'Breath-taking' support brings nature reserve vision one step closer

Wednesday 25th October 2017

Suffolk Wildlife Trust’s £1million campaign to create a giant new Broadland nature reserve has hit another important milestone, a year after the launch of the public appeal.

It was in October 2016 that the Trust set out its vision to buy land flanking the existing nature reserve at Carlton and Oulton Marshes to form 1,000 acres of wildness at the gateway to the Broads National Park.

The land purchase appeal, which has been personally backed by Sir David Attenborough, has now raised more than £750,000.

While some of the money has come from grants from charitable trusts and businesses, the majority of donations have come from individuals.

In total more than 3,000 individuals have given to the campaign.

Speaking on the anniversary of the appeal’s launch, Julian Roughton, Chief Executive of the Trust, said the support from people across Suffolk had been “truly breath-taking.”

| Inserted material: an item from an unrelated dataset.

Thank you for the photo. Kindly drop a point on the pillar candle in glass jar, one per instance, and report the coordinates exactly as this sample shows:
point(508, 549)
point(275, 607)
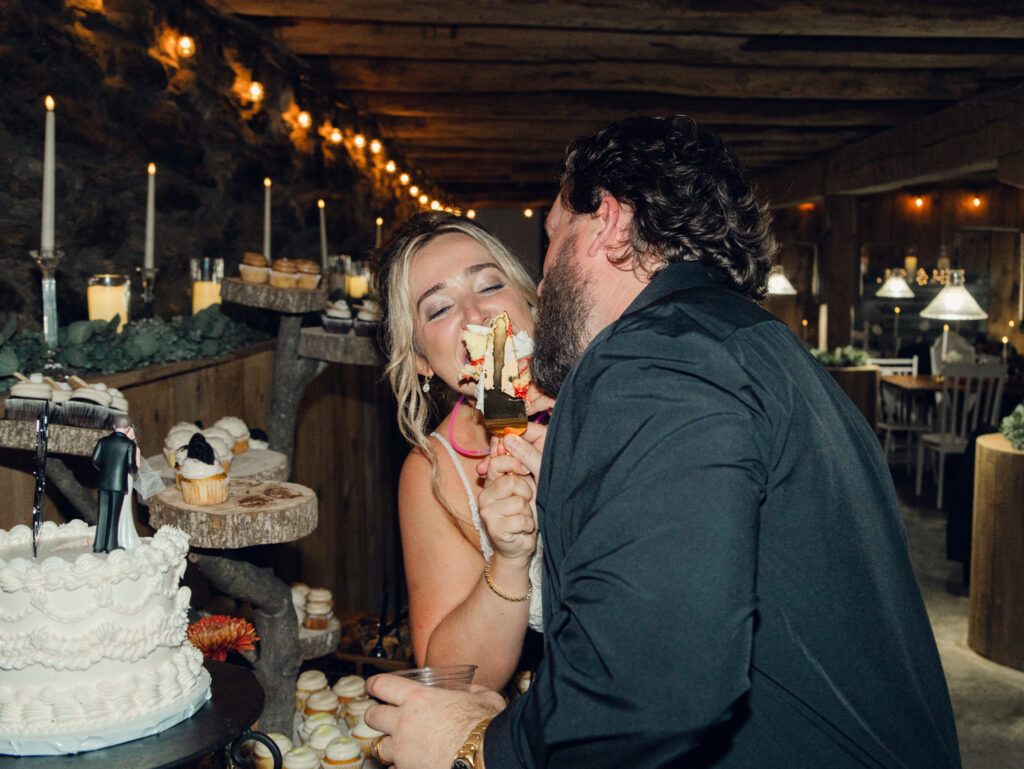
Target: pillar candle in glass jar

“This is the biggest land purchase the Trust has ever attempted in its 55-year history and we knew when we started that trying to raise £1million was ambitious. But I think people have really recognised the importance of what the Trust is trying to do, both for wildlife and for the communities that live in and around Lowestoft.”

He added: “We are so close now to hitting the target and creating a truly special place that can be enjoyed for generations to come. It is an exciting time and we are so grateful to everyone who has given.”

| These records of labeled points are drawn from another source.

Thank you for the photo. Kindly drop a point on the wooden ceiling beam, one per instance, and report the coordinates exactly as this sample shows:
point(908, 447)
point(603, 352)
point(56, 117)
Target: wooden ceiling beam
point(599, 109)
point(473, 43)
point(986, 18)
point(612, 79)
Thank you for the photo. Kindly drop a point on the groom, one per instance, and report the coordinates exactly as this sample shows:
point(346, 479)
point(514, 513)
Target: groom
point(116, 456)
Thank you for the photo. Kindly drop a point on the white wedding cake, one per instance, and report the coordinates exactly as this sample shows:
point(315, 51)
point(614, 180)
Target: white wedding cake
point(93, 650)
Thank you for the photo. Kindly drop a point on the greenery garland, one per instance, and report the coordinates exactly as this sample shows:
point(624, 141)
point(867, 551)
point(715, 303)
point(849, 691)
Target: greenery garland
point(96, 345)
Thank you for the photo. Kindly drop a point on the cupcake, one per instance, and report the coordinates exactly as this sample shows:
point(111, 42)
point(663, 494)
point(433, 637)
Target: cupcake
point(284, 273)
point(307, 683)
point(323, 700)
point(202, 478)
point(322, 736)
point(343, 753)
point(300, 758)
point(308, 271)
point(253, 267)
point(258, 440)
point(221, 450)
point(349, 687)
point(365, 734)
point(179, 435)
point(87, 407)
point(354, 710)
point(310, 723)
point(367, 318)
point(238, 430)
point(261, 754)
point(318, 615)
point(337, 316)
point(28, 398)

The appeal was launched in October last year after the Heritage Lottery Fund (HLF) approved the Trust’s initial plans for the land purchase, together with proposals to improve the reserve for visitors and develop wide-ranging activities for people to learn about and get closer to nature.

The HLF has awarded the Trust a development grant of £246,300 to work on the detailed plans necessary to secure a full grant of £4m for the project. The Trust’s appeal will go towards match funding that grant.

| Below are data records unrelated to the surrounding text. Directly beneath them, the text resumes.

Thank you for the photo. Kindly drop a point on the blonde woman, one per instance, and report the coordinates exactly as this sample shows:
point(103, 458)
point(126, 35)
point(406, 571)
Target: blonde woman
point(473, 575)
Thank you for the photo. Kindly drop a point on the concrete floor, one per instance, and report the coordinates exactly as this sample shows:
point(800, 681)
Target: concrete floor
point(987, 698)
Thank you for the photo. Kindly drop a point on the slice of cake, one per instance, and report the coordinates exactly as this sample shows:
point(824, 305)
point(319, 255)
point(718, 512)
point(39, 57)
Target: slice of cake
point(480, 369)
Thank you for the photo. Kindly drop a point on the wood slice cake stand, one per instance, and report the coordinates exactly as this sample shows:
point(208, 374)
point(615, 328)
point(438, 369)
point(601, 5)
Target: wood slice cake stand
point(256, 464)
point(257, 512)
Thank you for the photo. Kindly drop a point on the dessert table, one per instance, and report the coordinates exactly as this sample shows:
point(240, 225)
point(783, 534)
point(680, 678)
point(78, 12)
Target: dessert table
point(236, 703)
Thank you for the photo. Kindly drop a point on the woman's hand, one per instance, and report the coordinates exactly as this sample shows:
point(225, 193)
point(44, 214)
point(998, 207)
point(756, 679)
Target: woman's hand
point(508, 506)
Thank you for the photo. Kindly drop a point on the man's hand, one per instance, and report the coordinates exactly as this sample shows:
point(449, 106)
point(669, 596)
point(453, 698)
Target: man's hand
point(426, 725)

The land purchase will lead to the creation of a mix of wet habitats that so many nationally rare animals and plants depend on.

The new reedbed will be the largest in the Broads, supporting breeding marsh harrier and bittern, as well as reed bunting, grasshopper warbler and lesser known species like white mantled wainscot moth, which has only been found in Suffolk.

A seven-mile network of restored freshwater ditches will be amongst the best in the UK and will allow Broadland specialists including plants, water voles and the rare fen raft spider to spread across the landscape.

More than 200 acres of marsh, fen meadow and shallow pools will be created, with thousands of metres of soft muddy edges, for wintering wildfowl and nationally declining waders like lapwing and redshank to feed.